Introduction: Christmas Ball With Yarn

About: Clay and Jewelry Artist; All-around Creator

Fuzzy Christmas balls are cute, but they tend to get hung up in the Christmas tree branches. This Christmas tree ball made with yarn has some of the texture of a fuzzy Christmas tree ball but won't get caught in those prickly branches. Plus, it is made with very simple supplies.


1. Yarn (color of your choice. I am using two greenish blue colors. You can do one color, but two colors makes a nice contrast).

2. Glass or plastic "fill it yourself" Christmas ball. These are often found in many craft/general stores around Christmas, but you can order them online.

3. Pencil or other stick-type instrument for poking yarn into the ball

4. Cat brush*

5. Scissors

* You might could use a regular hair brush that has fine bristles or a wire brush

Step 1: Preparing the Yarn

I cut off a little under 7 feet of yarn (around 2 meters) and doubled it up several times. The amount of yarn you use depends on the size of the ornament (mine is rather large) and the thickness of your yarn.

Taking my scissors, I cut through the doubled up portions so now I had a bunch of short strings. I kept these bundled together.
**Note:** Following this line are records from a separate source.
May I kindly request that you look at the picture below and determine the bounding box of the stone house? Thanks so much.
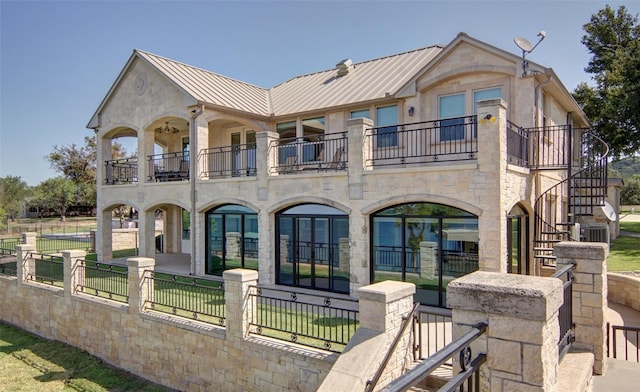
[87,33,606,307]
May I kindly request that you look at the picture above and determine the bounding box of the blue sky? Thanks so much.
[0,0,640,185]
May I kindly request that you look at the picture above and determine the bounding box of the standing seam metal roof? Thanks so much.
[135,46,443,116]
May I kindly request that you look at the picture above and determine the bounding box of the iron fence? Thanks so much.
[26,252,64,287]
[147,151,189,182]
[36,234,91,253]
[0,238,22,255]
[270,132,348,174]
[552,264,575,359]
[104,157,138,185]
[607,323,640,362]
[382,323,487,392]
[364,115,478,166]
[76,260,129,303]
[144,271,225,326]
[249,286,359,352]
[507,120,529,167]
[198,143,257,178]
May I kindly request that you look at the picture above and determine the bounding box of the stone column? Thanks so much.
[420,241,438,279]
[478,98,511,272]
[16,244,36,284]
[553,242,609,374]
[22,233,38,246]
[447,271,563,392]
[62,250,87,297]
[222,268,258,340]
[318,280,416,392]
[127,257,156,314]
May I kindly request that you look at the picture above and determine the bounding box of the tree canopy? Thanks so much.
[573,5,640,156]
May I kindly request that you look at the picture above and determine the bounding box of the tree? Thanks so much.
[573,5,640,156]
[0,176,29,227]
[34,177,77,219]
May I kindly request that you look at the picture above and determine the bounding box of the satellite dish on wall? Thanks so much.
[600,201,618,222]
[513,37,533,53]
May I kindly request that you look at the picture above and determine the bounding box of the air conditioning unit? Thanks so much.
[582,225,609,244]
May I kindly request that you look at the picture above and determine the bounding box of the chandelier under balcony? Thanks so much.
[156,121,180,133]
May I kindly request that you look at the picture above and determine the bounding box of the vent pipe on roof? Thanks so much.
[336,59,353,77]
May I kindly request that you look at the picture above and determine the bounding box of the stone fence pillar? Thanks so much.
[127,257,156,314]
[447,271,563,392]
[22,232,38,250]
[16,244,36,284]
[318,281,416,392]
[222,268,258,340]
[553,242,609,374]
[62,250,87,297]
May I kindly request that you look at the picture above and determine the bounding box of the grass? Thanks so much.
[607,222,640,272]
[0,323,169,392]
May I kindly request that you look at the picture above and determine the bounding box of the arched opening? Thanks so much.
[275,204,350,293]
[507,205,530,275]
[205,204,258,275]
[370,202,478,307]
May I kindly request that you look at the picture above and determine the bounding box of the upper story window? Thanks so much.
[349,109,371,118]
[376,105,398,147]
[438,94,464,142]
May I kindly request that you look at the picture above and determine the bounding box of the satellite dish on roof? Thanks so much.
[513,37,533,53]
[513,30,547,78]
[600,201,618,222]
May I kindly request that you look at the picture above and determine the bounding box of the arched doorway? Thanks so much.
[507,205,530,275]
[205,204,258,275]
[276,204,350,293]
[370,203,478,307]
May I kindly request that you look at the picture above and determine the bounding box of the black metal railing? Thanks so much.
[382,323,487,392]
[607,323,640,362]
[413,308,453,365]
[76,260,129,303]
[0,238,22,255]
[249,286,359,352]
[0,261,18,276]
[373,246,478,276]
[26,252,64,287]
[364,115,478,166]
[147,151,189,182]
[552,264,575,360]
[269,132,348,174]
[507,120,529,167]
[144,271,226,326]
[525,125,573,170]
[104,157,138,185]
[364,303,420,392]
[198,143,257,178]
[36,234,91,253]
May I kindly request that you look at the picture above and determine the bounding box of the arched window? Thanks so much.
[275,204,349,293]
[205,204,258,275]
[370,203,478,307]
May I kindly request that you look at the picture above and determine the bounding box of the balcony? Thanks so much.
[147,151,189,182]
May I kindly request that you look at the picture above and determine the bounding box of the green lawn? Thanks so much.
[0,323,169,392]
[607,222,640,272]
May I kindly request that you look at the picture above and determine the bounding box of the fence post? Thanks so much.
[447,271,563,392]
[62,250,87,297]
[553,242,609,374]
[222,268,258,339]
[127,257,156,314]
[16,244,36,284]
[22,232,37,250]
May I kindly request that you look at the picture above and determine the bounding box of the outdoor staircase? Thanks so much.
[529,126,609,266]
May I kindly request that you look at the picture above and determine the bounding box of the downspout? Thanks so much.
[189,105,204,275]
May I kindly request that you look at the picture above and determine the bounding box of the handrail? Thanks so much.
[383,323,487,392]
[364,302,420,392]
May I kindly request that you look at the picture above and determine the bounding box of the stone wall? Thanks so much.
[607,272,640,312]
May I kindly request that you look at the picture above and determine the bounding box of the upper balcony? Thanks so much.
[105,115,540,185]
With the cat brush, I began brushing the yarn straight out to the ends. My goal was to get a fuzzy fluff instead of strands of yarn. I will warn you that this can take a bit. It probably took me 15 to 20 minutes to get the whole thing as fuzzy as I wanted.

Make sure to clean out the fuzz from the brush ever so often. You will use it, too.

Once that yarn was fluffy, I did the same thing with my other color of yarn. Now I had two different colors of fluff.

Step 2: Filling the Ornament

First I took the top off the clear ornament.

Taking some of the fluffy yarn, I began to poke it into the ornament using the pencil to help the yarn go to the bottom. I grabbed whichever color I felt like and continued to poke yarn inside the ornament until it was full.

If you decide that you don't like it and want to start over, use a pair of tweezers to carefully take the yarn out.

Step 3: Finished!

Once all the yarn has been put inside and the cap is put back on the ornament, the ornament is finished.

You could add in little charms/figures between the ornament walls and the yarn to give it some more personality, or you could paint on the outside of the glass/plastic. Other sewing notions like ribbon and rickrack could be added in as well. The possibilities with fill-it-yourself ornaments are rather endless.